Château Baret Blanco 2019 proviene de una mezcla mayoritaria de sauvignon blanc complementada con sémillon, cosechados en perfecta madurez en las parcelas más cualitativas de la propiedad. La vendimia es manual, con una selección meticulosa para conservar solo bayas sanas y aromáticas. Tras un prensado delicado, los mostos fermentan en tanques y barricas, de las cuales una pequeña proporción es nueva para aportar volumen sin ocultar la precisión del fruto. La crianza sobre lías finas durante varios meses enriquece la textura y complejiza la paleta aromática, manteniendo una gran tensión. La añada 2019, generosa y luminosa, se distingue por un equilibrio notable entre riqueza aromática y frescura, con un estilo perfectamente representativo de los blancos secos de Pessac Léognan.

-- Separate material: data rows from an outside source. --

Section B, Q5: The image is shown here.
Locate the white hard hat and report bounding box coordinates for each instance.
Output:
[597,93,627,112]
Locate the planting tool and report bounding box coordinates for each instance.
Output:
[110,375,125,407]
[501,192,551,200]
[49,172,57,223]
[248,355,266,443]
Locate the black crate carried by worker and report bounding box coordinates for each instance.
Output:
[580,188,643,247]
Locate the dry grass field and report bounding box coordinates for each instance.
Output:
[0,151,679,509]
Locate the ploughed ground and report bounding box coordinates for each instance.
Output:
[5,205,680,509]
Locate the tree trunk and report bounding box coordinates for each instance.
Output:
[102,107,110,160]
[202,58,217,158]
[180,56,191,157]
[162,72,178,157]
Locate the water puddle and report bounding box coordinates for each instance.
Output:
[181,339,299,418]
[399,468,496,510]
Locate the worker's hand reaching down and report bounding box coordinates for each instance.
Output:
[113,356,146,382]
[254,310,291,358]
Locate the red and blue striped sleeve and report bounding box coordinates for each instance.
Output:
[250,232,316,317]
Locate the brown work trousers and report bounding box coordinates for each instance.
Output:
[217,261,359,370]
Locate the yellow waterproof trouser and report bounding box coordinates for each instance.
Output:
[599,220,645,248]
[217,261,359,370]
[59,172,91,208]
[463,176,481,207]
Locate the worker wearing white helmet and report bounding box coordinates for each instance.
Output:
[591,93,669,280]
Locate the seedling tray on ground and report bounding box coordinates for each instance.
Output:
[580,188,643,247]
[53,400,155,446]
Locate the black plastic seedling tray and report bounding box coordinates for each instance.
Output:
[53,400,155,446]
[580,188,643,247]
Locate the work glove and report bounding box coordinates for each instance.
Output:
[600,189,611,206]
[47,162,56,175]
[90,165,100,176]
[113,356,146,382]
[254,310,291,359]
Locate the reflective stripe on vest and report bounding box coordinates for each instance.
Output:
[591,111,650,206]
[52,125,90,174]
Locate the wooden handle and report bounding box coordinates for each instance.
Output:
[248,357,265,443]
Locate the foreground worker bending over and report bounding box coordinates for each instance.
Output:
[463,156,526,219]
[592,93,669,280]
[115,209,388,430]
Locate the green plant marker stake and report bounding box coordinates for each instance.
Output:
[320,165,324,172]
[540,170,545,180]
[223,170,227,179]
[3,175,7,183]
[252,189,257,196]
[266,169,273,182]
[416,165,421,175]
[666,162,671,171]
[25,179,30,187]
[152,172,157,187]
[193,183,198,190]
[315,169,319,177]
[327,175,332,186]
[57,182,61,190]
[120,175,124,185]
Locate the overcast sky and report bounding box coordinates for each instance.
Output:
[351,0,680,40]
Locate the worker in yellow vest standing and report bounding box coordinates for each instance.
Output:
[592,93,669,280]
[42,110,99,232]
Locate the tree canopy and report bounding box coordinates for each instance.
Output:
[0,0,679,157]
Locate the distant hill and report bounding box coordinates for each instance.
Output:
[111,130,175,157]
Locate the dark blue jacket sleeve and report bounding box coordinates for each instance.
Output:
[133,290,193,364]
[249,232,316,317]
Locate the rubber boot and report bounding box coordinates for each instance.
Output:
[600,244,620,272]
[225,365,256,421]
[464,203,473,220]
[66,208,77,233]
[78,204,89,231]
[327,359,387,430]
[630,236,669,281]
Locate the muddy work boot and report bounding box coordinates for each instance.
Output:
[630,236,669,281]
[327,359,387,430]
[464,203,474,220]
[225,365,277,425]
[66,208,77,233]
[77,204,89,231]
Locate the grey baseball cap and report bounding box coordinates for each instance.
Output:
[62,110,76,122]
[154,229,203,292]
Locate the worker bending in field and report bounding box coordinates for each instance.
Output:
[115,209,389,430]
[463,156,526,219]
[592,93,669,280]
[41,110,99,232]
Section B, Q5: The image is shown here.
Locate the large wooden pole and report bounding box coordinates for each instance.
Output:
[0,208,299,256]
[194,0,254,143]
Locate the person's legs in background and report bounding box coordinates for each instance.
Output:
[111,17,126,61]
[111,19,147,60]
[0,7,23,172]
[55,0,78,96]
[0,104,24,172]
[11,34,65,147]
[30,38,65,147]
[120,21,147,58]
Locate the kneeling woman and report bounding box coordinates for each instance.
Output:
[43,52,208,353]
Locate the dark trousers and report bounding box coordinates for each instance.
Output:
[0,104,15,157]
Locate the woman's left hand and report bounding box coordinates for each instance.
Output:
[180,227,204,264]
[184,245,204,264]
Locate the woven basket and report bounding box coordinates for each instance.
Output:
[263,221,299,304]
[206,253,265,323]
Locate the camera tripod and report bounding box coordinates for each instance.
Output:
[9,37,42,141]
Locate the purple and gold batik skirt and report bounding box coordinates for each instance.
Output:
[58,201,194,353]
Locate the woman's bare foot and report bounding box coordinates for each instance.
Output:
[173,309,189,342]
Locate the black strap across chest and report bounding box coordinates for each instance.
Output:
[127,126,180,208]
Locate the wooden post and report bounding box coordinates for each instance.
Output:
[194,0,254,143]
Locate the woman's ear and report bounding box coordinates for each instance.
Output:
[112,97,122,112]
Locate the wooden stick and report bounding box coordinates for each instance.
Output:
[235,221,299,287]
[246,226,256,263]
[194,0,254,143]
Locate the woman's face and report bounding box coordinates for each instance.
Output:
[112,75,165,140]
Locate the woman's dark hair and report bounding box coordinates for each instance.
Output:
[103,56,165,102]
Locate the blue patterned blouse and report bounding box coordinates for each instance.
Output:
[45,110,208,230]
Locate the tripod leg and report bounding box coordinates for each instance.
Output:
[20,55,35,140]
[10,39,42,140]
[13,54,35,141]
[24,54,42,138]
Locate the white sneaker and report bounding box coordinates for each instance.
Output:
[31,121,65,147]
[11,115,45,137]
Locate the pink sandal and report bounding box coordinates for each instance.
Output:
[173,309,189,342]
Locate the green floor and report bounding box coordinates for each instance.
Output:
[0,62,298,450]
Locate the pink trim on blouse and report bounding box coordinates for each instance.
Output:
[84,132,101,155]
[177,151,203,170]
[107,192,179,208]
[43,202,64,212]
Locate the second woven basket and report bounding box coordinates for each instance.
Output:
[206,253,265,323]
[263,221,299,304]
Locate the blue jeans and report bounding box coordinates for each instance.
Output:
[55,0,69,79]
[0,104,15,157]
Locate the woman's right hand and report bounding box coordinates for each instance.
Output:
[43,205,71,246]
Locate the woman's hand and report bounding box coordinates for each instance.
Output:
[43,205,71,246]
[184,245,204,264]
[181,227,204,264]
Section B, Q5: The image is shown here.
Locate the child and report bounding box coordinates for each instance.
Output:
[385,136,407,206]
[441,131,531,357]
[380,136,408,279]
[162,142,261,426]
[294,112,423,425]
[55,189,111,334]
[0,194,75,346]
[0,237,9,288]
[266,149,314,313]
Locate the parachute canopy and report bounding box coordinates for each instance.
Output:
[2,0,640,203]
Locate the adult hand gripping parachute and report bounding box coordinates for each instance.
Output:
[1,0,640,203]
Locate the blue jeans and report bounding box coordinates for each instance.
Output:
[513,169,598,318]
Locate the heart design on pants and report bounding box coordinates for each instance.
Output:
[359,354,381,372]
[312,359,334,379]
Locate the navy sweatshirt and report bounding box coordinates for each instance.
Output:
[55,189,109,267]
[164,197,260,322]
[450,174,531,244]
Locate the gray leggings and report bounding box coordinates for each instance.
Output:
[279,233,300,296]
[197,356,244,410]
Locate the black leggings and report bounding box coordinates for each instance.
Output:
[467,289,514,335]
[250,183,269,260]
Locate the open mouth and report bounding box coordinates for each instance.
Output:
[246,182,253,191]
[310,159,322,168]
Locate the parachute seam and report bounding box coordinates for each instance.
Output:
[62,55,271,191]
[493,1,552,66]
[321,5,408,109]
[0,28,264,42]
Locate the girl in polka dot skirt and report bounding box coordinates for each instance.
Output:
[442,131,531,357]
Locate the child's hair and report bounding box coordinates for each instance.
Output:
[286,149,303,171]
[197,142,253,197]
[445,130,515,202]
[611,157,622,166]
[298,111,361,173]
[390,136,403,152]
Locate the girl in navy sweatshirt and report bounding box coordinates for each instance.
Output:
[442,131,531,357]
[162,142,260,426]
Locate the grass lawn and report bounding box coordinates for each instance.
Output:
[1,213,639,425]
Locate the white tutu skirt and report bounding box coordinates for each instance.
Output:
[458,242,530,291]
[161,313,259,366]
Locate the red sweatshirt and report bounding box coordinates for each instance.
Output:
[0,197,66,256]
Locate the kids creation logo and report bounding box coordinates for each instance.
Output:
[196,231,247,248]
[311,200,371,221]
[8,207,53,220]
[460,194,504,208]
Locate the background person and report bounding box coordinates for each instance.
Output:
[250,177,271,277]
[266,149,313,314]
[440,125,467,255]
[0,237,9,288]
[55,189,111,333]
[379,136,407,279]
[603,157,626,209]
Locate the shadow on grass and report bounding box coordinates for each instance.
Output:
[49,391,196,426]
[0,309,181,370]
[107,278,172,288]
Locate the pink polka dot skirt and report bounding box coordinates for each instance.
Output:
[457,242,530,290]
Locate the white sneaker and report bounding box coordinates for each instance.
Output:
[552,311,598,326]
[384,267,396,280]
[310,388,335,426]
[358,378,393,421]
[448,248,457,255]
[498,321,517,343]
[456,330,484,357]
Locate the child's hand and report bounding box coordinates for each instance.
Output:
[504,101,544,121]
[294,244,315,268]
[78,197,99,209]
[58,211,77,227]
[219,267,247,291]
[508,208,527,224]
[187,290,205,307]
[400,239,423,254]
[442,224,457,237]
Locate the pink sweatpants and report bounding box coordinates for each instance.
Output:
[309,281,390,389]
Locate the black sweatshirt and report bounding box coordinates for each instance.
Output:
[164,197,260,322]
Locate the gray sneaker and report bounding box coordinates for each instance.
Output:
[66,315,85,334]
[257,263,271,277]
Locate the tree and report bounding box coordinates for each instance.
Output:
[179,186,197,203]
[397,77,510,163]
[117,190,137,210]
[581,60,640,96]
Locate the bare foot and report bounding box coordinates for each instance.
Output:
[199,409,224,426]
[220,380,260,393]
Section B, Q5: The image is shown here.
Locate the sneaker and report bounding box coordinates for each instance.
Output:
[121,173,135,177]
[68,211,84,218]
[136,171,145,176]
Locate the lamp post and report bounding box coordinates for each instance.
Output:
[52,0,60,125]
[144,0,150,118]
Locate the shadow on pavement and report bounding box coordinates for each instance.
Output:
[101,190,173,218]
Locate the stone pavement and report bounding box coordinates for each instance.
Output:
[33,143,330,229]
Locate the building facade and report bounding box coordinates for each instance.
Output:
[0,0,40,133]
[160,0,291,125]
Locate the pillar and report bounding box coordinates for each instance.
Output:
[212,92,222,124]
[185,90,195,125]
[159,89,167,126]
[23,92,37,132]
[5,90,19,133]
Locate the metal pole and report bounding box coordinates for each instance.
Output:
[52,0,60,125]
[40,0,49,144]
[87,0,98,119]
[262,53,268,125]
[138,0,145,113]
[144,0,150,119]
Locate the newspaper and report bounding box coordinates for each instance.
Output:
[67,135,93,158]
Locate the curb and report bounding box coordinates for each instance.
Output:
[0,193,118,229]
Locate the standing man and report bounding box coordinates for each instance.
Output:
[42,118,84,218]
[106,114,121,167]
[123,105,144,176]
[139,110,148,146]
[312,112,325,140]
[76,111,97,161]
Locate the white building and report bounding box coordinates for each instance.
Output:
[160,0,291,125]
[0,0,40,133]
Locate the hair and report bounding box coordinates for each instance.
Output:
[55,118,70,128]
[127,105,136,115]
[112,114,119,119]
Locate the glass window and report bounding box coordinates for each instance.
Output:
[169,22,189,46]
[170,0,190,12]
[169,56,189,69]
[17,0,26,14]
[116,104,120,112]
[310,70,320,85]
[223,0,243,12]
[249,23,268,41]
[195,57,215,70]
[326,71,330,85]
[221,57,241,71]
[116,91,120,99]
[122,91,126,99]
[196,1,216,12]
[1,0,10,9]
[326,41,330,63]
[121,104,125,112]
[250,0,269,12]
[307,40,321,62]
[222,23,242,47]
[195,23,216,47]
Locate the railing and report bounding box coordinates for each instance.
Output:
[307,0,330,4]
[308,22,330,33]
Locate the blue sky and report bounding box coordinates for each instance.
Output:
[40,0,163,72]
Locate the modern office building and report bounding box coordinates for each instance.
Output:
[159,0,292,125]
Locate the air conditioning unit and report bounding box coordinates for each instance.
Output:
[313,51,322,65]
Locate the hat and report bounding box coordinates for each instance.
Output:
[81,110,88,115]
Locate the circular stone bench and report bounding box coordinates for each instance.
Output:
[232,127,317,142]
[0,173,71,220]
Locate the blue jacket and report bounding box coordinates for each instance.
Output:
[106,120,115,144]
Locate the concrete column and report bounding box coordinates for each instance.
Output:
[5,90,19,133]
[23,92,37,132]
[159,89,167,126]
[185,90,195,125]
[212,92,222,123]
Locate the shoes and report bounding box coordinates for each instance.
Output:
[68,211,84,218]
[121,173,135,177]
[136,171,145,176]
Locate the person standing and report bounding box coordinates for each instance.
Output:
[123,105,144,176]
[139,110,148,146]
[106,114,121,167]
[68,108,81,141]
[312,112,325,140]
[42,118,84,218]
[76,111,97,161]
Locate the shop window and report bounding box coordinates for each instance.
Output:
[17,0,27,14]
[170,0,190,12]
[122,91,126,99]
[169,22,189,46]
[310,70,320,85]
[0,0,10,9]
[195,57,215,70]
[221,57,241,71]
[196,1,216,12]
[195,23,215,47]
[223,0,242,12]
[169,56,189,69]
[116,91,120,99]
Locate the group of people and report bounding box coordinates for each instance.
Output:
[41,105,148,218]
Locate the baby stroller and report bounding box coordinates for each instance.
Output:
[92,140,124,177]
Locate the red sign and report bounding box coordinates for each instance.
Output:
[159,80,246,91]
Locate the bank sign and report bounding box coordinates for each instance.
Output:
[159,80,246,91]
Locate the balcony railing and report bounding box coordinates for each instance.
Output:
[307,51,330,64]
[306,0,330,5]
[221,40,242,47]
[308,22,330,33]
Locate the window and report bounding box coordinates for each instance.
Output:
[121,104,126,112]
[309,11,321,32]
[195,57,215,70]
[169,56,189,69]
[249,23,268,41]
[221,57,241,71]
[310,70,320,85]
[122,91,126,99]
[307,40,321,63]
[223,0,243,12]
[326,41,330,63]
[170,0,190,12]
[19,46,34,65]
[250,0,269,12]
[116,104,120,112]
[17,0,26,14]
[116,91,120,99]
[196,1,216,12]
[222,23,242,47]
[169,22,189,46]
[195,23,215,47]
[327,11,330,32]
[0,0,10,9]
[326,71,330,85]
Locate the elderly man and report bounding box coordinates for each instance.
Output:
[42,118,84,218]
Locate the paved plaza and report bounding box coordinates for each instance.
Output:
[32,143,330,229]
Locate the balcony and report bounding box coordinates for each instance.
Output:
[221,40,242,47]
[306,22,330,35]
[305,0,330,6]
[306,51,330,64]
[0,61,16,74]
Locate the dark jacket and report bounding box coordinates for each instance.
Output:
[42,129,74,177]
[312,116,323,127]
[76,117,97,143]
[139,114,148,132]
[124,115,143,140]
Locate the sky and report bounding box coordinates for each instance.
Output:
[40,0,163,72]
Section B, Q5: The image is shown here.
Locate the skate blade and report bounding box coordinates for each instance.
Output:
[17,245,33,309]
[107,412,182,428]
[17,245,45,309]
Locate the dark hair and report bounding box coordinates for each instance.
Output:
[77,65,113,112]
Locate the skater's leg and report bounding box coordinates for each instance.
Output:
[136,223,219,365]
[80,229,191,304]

En la cata, Château Baret Blanco 2019 muestra un color amarillo pálido con reflejos plateados. La nariz se abre con notas de limón maduro, pomelo, melocotón blanco y flores blancas, a las que se suman sutiles matices tostados y vainillados debidos a la crianza. En boca, la entrada es viva y elegante, sostenida por una bella tensión que realza la pureza del sauvignon, mientras que el sémillon aporta redondez y profundidad. La textura es a la vez fresca y envolvente, marcada por una mineralidad recta y un toque de almendra dulce. El final es largo, preciso, cítrico, con un retorno a notas ahumadas discretas que recuerdan al terroir de grava. Este 2019 acompañará perfectamente un ceviche de lubina, ostras, un pescado a la parrilla, una ave con crema, quesos de cabra curados o un risotto de espárragos.
Variedades: sauvignon blanc, sémillon.